Democrats in the U.S. Senate failed Wednesday to codify women’s rights to abortion across the country ahead of a prospective Supreme Court ruling that could end or sharply limit the constitutionality of national abortion rights.
In the politically divided Senate, with 50 Democrats and 50 Republicans, almost all Democrats supported the legislation guaranteeing national abortion rights, while all Republicans voted against the measure. The bill was defeated on a 51-49 vote.
The Democrats lacked even a simple majority to codify abortion, let alone the 60-vote supermajority needed to bypass a Republican filibuster. A vote on similar legislation in February failed 46-48.
Nonetheless, Senate Majority Leader Chuck Schumer pushed ahead with Wednesday’s vote after a draft Supreme Court decision was leaked last week showing that a five-member conservative majority on the nine-member court appears ready to overturn a nearly five-decade precedent in the U.S. that women have a constitutional right to abortions.
Schumer told the Senate Tuesday, "The vote to protect abortion rights will shine like a floodlight on every member of this chamber.”
With control of the Senate at stake in November congressional elections, Democrats are hoping that supporters of abortion rights — a majority in the U.S., according to polling — will elect more Democratic abortion-rights supporters in the Senate that takes office in January, so pro-abortion legislation could be enacted.
The leaked draft opinion, written by Justice Samuel Alito in February, was confirmed by Chief Justice John Roberts as authentic but not necessarily the final opinions of individual justices.
The court is expected to issue its ruling in late June or early July, and, if abortion rights are curbed, it would leave abortion rights up to individual states.

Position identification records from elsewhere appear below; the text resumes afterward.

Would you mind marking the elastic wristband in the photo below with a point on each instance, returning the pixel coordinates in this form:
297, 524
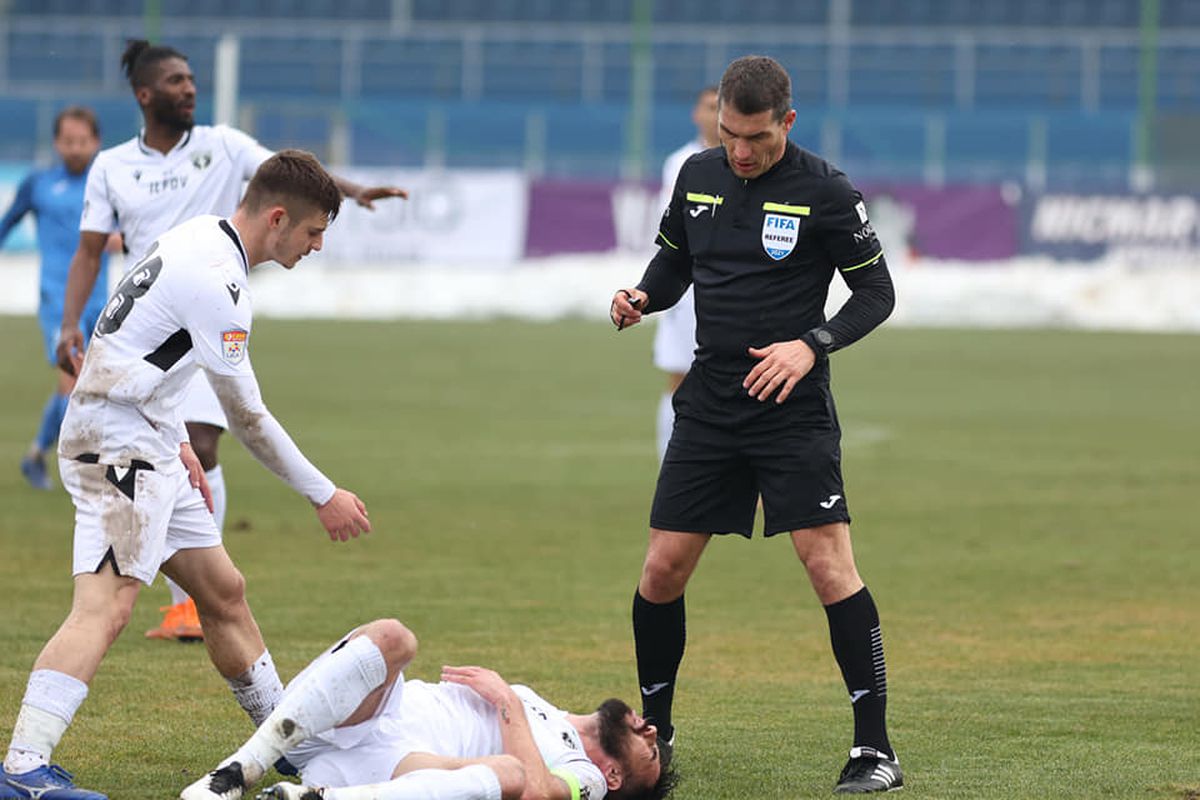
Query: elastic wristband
570, 779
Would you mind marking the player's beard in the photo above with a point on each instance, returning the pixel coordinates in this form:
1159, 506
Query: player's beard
168, 114
615, 727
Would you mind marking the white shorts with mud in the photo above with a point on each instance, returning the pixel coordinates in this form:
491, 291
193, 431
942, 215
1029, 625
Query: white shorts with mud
133, 516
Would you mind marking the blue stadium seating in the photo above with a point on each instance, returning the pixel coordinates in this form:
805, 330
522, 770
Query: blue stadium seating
43, 58
454, 70
291, 66
417, 67
1038, 77
533, 71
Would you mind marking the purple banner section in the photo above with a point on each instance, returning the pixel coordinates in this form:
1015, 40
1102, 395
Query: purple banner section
971, 223
570, 217
952, 222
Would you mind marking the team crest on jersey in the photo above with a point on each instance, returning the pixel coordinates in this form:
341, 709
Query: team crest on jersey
233, 344
779, 235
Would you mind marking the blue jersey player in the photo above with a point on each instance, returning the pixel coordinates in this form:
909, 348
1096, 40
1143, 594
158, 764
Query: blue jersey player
55, 197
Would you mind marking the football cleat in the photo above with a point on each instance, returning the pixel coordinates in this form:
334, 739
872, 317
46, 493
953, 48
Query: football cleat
666, 750
45, 783
180, 623
34, 469
291, 792
226, 782
869, 770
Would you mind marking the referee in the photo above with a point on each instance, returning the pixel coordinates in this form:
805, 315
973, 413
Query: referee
759, 227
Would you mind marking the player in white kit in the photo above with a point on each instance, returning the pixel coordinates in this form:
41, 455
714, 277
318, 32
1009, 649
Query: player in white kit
675, 338
358, 731
171, 172
142, 500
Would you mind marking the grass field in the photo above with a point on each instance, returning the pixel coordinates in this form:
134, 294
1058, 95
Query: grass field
1025, 506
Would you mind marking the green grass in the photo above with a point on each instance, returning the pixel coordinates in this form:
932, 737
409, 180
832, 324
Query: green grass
1025, 512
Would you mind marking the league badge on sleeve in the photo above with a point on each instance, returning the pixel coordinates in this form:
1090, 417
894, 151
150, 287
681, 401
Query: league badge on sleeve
233, 346
779, 235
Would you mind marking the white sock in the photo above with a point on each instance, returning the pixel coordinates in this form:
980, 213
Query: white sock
51, 701
177, 594
216, 485
474, 782
258, 690
666, 423
330, 692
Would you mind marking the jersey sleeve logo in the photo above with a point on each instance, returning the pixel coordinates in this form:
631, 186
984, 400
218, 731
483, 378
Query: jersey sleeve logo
233, 346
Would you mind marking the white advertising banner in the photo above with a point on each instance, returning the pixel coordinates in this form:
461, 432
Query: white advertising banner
451, 217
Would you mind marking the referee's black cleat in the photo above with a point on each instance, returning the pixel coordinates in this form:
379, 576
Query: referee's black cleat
869, 770
666, 750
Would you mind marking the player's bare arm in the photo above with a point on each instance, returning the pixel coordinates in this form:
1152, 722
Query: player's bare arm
366, 196
627, 307
196, 473
341, 512
81, 281
780, 367
515, 731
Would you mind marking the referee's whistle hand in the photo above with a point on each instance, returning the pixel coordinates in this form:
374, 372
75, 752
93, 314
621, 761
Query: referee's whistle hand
627, 307
780, 367
69, 350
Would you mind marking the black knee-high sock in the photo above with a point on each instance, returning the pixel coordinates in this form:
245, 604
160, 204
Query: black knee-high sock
659, 637
858, 648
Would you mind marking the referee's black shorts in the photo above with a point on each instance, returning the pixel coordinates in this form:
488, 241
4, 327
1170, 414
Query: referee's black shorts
727, 449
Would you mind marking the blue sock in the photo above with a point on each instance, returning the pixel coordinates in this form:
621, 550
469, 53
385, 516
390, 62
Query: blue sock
52, 420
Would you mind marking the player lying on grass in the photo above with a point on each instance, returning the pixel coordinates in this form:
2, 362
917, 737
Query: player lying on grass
139, 491
358, 731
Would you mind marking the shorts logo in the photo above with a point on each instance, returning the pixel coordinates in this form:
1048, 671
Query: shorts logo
779, 235
233, 346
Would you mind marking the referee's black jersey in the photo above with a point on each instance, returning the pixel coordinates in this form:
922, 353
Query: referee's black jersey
761, 254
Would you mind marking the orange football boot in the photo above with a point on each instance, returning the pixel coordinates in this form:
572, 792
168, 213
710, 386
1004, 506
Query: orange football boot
180, 623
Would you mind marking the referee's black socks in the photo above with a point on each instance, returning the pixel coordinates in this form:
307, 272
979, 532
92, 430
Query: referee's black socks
858, 648
659, 637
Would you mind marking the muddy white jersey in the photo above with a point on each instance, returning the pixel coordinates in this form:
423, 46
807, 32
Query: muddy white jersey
185, 305
143, 192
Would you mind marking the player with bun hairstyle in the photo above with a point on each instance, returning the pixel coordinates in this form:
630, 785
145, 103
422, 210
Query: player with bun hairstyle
173, 170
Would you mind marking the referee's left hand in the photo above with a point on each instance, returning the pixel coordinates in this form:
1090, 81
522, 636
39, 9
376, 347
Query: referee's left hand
627, 307
783, 364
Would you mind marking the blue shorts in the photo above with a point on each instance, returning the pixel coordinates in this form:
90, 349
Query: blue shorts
49, 319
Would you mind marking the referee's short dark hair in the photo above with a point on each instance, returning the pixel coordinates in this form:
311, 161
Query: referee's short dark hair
295, 180
754, 84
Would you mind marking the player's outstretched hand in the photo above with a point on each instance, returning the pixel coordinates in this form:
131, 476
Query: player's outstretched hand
627, 307
486, 683
69, 350
196, 473
343, 516
781, 364
369, 194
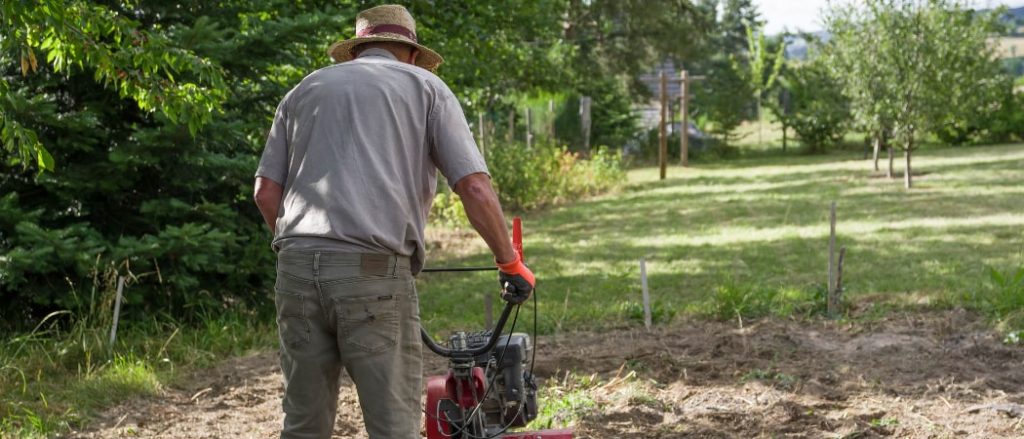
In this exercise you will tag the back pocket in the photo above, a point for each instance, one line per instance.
(368, 323)
(292, 323)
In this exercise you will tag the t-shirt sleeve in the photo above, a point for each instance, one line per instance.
(452, 145)
(273, 164)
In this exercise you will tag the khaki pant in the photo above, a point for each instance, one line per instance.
(354, 311)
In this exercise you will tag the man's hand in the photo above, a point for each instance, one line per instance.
(517, 281)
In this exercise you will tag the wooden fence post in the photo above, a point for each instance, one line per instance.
(551, 120)
(117, 309)
(483, 147)
(646, 294)
(684, 127)
(830, 290)
(511, 132)
(529, 134)
(663, 147)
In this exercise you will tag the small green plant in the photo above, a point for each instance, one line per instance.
(659, 312)
(732, 300)
(1001, 299)
(884, 422)
(564, 404)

The Guttmacher Institute, which supports abortion rights, says that if the 1973 Roe v. Wade abortion rights decision is overturned, it believes 26 of the country’s 50 states are certain or likely to ban abortion.
Women looking for an abortion who live in any of the 26 states would be forced to travel to a state where abortions would be legal or perhaps end their pregnancies at home with abortion pills, although dozens of anti-abortion state lawmakers are trying to ban medical abortions as well and make it illegal to buy the prescription pills.
Some demonstrators opposing or supporting the prospective ruling immediately gathered at the court after the draft opinion was published by Politico, a Washington political news outlet. With the possibility of street violence when the court actually rules, the court this week erected unscaleable fencing around the plaza in front of the court.
Several pro-abortion rights activists have demonstrated outside the Washington-area homes of some of the court’s conservative justices in recent days to protest their seeming support for overturning the landmark abortion rights decision.
Polls in the U.S. have long shown wide support for retaining national abortion rights, although some supporters favor restrictions on abortion rights the further along women are in their pregnancies.
A Reuters/Ipsos poll last week found 63% of those surveyed, including 78% of Democrats and 49% of Republicans, would be more likely to support candidates in November's elections who support abortion rights.